American civilization likes to claim turning points in history. That is part of creating a sense of national purpose. The state and ruling class like to imagine they are guardians of freedom no matter what party or politician holds power in office. Like a stately priesthood, their memorials reduce the deaths of fallen firefighters, soldiers, and citizens to a supposedly necessary bloodletting. Fragile and complex lives become for them sacrifices at the altar of a unique Freedom they claim to preside over.
But non-American blood runs invisibly from their altars as well. Dusty piles of stone and jagged scrap metal that were once human edifices, where folks live and work, and the searching for innocents is a global phenomenon. These sad anniversaries have been celebrated, before and after 9/11, all over the world. This is especially so in the Middle East and Afghanistan today. Social relations were not fundamentally reordered after 9/11 in these places as has been suggested.
There too, working families are broken by tragedy. And in nations denied their self-governing capacities on a level that even subordinated American labor still does not fully appreciate, 9/11 shows we either contribute to a fight for global self-emancipation or there will be barbarism.
This is not the place to discuss at length the history of American empire, or its political and economic consequences in the world. Nor can one take inventory here of the betrayals of true struggles for national liberation or democracy abroad or at home. But we can say this: in times of great social upheaval, at moments that seem utopian and ones where freedom struggles are the furthest thing from workers’ minds, we have some expertise about how to govern.

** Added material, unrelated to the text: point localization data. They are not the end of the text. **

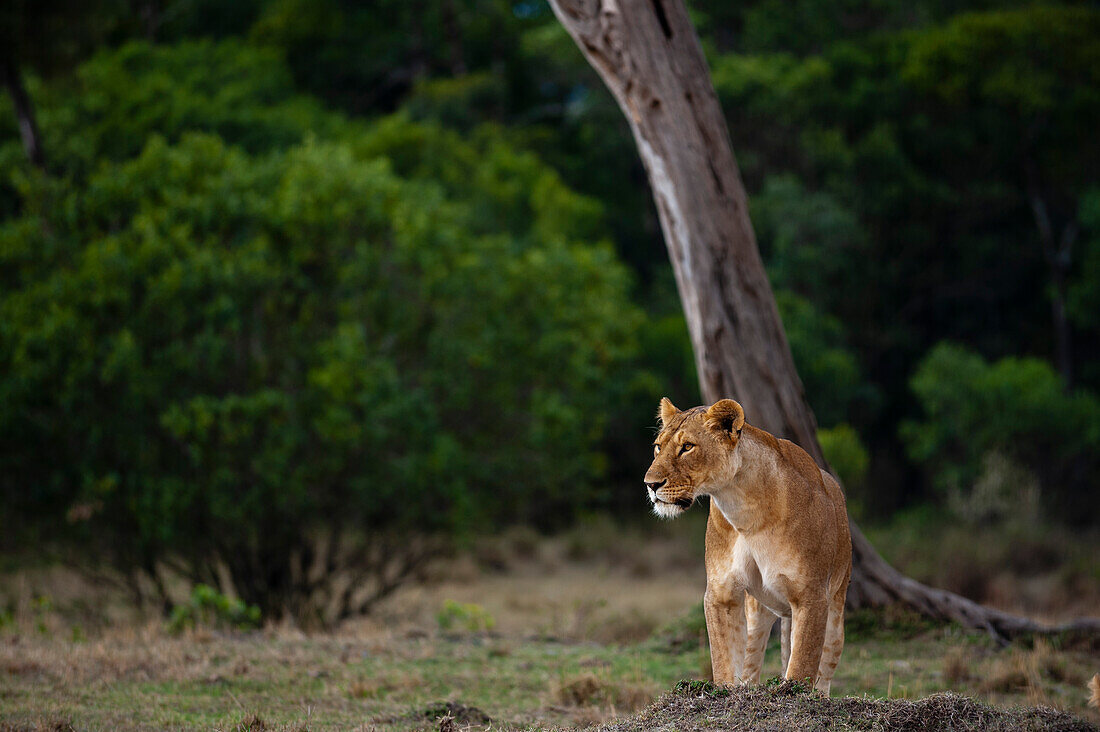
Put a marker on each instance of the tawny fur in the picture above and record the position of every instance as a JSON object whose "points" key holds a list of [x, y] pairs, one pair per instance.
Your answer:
{"points": [[777, 539]]}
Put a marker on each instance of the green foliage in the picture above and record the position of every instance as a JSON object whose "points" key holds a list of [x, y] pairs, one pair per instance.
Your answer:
{"points": [[466, 615], [1014, 406], [846, 455], [117, 100], [208, 608], [228, 347], [828, 370]]}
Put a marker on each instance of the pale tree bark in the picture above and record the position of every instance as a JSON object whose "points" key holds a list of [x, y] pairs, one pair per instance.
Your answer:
{"points": [[24, 112], [649, 56]]}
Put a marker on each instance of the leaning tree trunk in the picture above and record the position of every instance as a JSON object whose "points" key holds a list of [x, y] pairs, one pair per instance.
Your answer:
{"points": [[649, 56]]}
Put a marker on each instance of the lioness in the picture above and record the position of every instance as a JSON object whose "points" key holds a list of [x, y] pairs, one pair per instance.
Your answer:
{"points": [[777, 539]]}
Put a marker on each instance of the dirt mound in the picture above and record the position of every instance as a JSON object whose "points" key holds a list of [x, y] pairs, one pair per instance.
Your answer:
{"points": [[789, 706]]}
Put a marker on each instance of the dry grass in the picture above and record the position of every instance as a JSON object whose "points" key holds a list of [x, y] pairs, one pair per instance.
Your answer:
{"points": [[573, 642], [691, 708]]}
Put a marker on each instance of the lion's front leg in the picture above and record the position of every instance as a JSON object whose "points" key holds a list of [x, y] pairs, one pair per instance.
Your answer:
{"points": [[724, 605], [809, 619]]}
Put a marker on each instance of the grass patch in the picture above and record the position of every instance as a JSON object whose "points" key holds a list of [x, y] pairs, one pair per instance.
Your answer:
{"points": [[774, 707]]}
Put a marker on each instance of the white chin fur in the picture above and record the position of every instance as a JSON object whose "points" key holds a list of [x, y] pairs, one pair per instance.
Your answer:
{"points": [[667, 510]]}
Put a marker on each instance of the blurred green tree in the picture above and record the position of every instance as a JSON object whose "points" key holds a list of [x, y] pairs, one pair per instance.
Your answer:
{"points": [[290, 367], [1016, 408]]}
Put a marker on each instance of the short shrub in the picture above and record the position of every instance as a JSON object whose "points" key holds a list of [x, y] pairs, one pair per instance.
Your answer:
{"points": [[208, 608]]}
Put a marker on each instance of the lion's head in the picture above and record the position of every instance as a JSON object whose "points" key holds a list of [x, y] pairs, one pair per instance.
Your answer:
{"points": [[693, 448]]}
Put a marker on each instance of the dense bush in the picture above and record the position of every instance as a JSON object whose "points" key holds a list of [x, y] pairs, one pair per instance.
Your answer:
{"points": [[1015, 407], [218, 358]]}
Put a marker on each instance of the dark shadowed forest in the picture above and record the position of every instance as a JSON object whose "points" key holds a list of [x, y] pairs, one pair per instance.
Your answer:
{"points": [[298, 297]]}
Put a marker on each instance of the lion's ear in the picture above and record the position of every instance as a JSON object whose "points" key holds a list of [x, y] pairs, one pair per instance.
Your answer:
{"points": [[666, 411], [726, 416]]}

It is very difficult, and we should not be alarmed that we have yet to take on this permanent responsibility in all spheres in life. The flawed communal life of the firefighters where mental and manual labor is reconciled for civil defense is one part. That working people’s heroic tasks and commitments are at times stunted by the height of skyscrapers or the limits of human imagination and solidarity does not place labor, or the firefighters, beyond history. The question is: what will we represent and accomplish?

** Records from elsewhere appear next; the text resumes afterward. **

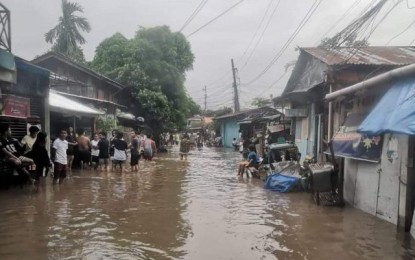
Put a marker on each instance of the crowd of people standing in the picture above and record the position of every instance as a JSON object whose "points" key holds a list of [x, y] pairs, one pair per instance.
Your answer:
{"points": [[29, 159]]}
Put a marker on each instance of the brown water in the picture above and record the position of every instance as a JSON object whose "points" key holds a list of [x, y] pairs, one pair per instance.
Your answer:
{"points": [[173, 209]]}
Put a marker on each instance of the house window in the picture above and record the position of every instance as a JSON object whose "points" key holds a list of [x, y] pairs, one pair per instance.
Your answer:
{"points": [[101, 94], [91, 92]]}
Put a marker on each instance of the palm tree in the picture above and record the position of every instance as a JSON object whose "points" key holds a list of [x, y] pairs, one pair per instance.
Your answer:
{"points": [[67, 34]]}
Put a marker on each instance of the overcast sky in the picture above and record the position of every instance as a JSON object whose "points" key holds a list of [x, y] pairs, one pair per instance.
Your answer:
{"points": [[215, 45]]}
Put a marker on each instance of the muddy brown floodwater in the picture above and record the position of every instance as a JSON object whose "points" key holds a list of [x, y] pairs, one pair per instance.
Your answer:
{"points": [[197, 209]]}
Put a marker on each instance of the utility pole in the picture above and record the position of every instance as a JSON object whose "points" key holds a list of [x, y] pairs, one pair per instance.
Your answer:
{"points": [[205, 89], [235, 89]]}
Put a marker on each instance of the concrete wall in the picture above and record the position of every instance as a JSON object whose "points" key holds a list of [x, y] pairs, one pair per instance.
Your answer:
{"points": [[375, 187]]}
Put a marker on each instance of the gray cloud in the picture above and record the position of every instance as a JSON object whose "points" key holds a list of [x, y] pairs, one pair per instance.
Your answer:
{"points": [[214, 45]]}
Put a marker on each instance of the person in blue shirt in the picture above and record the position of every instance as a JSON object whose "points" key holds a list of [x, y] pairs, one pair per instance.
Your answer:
{"points": [[251, 162]]}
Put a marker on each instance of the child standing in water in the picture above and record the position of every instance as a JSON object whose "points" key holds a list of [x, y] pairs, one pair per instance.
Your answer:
{"points": [[184, 147]]}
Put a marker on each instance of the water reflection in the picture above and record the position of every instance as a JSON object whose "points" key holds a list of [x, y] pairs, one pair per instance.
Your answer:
{"points": [[175, 209], [98, 216]]}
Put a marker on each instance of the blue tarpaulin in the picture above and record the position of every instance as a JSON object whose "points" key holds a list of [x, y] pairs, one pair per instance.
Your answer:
{"points": [[395, 112], [281, 183]]}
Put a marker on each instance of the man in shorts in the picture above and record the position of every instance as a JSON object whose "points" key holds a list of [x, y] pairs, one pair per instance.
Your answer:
{"points": [[10, 152], [59, 157], [120, 147], [252, 161], [28, 140], [134, 148], [103, 146], [84, 147], [95, 151]]}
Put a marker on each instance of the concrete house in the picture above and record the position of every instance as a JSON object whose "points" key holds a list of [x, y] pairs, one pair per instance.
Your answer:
{"points": [[318, 72]]}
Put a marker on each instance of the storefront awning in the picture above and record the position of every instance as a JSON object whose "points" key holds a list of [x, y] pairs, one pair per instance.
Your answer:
{"points": [[394, 113], [61, 104]]}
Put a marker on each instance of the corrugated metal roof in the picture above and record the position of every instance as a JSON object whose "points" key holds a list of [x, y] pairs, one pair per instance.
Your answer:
{"points": [[373, 55]]}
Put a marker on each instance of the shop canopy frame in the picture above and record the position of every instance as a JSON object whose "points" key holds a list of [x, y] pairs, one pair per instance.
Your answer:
{"points": [[61, 104]]}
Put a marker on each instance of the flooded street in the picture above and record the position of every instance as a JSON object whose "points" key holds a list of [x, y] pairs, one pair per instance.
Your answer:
{"points": [[197, 209]]}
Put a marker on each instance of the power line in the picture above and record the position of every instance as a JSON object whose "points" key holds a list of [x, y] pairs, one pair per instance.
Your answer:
{"points": [[262, 35], [257, 30], [357, 2], [193, 15], [305, 19], [214, 19], [402, 32]]}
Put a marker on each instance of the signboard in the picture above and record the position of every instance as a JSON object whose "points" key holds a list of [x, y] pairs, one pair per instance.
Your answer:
{"points": [[348, 143], [296, 112], [358, 146], [278, 128], [16, 106]]}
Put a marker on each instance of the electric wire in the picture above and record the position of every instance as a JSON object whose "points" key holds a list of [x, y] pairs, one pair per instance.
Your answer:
{"points": [[305, 19], [214, 19], [402, 32], [356, 3], [193, 15], [261, 36], [256, 30]]}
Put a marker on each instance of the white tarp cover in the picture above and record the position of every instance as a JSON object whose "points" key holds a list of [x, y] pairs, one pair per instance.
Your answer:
{"points": [[59, 103]]}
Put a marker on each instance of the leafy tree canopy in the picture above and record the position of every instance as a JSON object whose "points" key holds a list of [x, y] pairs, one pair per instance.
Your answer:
{"points": [[66, 36], [153, 63]]}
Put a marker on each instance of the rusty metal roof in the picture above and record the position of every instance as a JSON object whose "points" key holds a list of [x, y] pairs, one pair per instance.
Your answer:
{"points": [[373, 55]]}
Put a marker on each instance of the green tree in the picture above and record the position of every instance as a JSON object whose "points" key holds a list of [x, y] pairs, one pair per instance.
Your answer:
{"points": [[66, 35], [153, 63]]}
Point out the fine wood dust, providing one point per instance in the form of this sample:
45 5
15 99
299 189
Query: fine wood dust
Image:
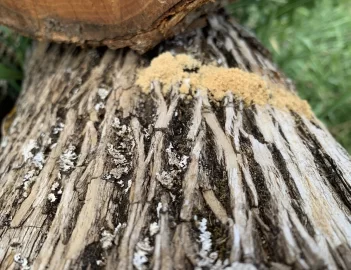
217 82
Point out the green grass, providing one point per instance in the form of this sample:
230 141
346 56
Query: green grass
12 56
311 41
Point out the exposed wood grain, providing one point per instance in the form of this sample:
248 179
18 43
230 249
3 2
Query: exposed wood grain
139 24
94 174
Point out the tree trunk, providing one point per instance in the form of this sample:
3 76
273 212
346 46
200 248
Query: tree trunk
96 174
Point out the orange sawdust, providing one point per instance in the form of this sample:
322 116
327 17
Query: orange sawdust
217 81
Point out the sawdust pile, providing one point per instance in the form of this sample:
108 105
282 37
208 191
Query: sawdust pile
217 81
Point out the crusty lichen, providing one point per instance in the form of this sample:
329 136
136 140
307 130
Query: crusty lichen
217 81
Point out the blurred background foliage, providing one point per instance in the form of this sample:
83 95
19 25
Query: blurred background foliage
13 48
309 39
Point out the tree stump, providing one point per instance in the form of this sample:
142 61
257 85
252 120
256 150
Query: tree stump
97 173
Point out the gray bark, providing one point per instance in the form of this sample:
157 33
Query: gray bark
148 181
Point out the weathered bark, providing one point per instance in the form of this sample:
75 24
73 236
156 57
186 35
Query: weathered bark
91 169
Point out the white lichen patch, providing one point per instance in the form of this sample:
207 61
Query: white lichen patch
27 149
4 142
158 209
55 186
142 251
154 228
103 93
99 106
128 186
38 160
58 128
22 261
67 159
52 197
167 178
28 180
174 159
206 257
108 238
122 152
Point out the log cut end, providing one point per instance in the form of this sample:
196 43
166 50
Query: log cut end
139 24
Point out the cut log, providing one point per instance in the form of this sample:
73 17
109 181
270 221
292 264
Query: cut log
99 172
139 24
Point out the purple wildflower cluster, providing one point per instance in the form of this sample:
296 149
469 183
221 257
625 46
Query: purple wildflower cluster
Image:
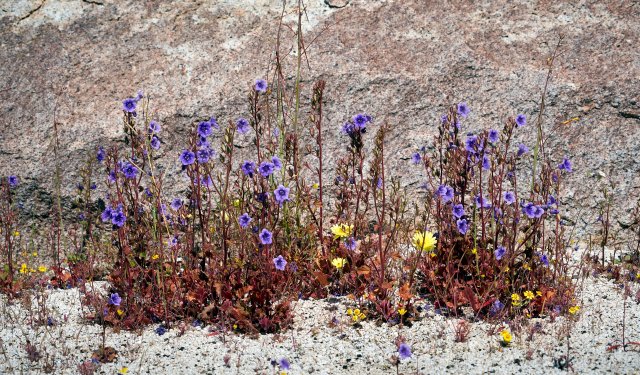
404 350
114 216
279 262
261 86
532 211
357 125
445 192
129 104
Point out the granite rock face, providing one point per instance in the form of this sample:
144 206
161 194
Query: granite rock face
404 61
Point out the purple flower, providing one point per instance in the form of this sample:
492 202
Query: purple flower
266 237
458 210
462 225
242 125
155 143
565 165
129 105
244 220
176 204
204 129
106 215
496 307
248 167
206 181
118 218
509 197
416 158
486 163
154 127
482 202
277 164
522 149
100 155
544 259
470 143
161 330
404 351
261 86
500 252
446 192
494 136
187 157
529 209
266 169
114 299
282 194
463 109
280 263
350 243
203 155
284 364
129 170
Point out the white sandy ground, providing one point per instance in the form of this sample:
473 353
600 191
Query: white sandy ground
314 347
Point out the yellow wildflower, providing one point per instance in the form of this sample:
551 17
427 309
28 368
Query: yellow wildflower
339 262
424 241
574 309
515 299
341 230
529 295
506 337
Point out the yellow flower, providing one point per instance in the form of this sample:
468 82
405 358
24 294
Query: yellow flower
424 241
574 309
506 337
515 299
529 295
341 230
339 262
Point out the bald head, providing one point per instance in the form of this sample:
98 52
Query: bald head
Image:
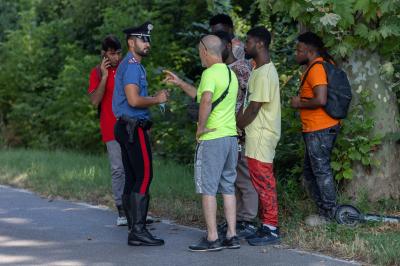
213 45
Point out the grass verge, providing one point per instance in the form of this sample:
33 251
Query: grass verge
82 177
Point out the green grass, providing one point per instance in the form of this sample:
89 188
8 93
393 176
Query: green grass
85 177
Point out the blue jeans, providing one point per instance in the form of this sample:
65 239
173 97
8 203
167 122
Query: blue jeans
317 170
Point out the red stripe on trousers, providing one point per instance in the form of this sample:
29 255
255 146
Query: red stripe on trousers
263 179
146 162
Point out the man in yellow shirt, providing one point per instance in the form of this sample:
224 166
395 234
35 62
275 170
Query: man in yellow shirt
217 150
260 117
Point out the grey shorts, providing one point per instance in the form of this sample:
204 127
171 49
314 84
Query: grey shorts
215 166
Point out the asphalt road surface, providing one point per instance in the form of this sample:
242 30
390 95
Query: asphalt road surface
39 231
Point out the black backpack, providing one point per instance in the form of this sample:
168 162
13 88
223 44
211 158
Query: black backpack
339 90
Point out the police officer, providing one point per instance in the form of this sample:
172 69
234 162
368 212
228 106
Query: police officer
130 105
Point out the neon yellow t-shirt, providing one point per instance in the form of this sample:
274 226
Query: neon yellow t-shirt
215 79
263 134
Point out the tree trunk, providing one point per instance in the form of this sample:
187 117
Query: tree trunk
383 181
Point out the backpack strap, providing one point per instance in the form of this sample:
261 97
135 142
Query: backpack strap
308 70
223 95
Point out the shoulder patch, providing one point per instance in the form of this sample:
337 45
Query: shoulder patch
132 61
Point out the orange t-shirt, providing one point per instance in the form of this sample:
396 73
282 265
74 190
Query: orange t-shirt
315 119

The firefighters are a fitting metaphor for American labor not because they are mostly white or male and have blindspots in their heroic vision. Rather because they have an understanding of social solidarity and civil defense on some level, not unique to them, but important to highlight. When the alarm sounds the firefighters come without regard to race, religion, nationality or gender. And then, like most toilers, return back to “normal”, where our workplaces, schools, and neighborhoods have in actuality smaller conceptions of family and brotherhood then at first we might appreciate.
Taking care of “our children” and “our families”, however we define them, has an independent validity. To not take care of “our own” children in an unfair world is an error only less grave than to make it fundamental. However, the meaning of “the big one”, the wake up alarm for working people and national purpose, must not be a monument to firefighters and other fragile martyrs on the bloody altar of the state and capitalist’s terms.
Rather, our collective memory must call out for an enlarged conception of citizenship where the best of “the firehouse brotherhood and communal life” begins to expand in a more plural ethnic and cultural awareness; governing economic planning, judicial affairs and foreign policy together; and undermining the antagonisms of racism and empire. An appreciation by working people for this potential global solidarity must be part of the collective memory. Otherwise there can be no hope for an end to the senseless sacrifices of funerals and bone collecting.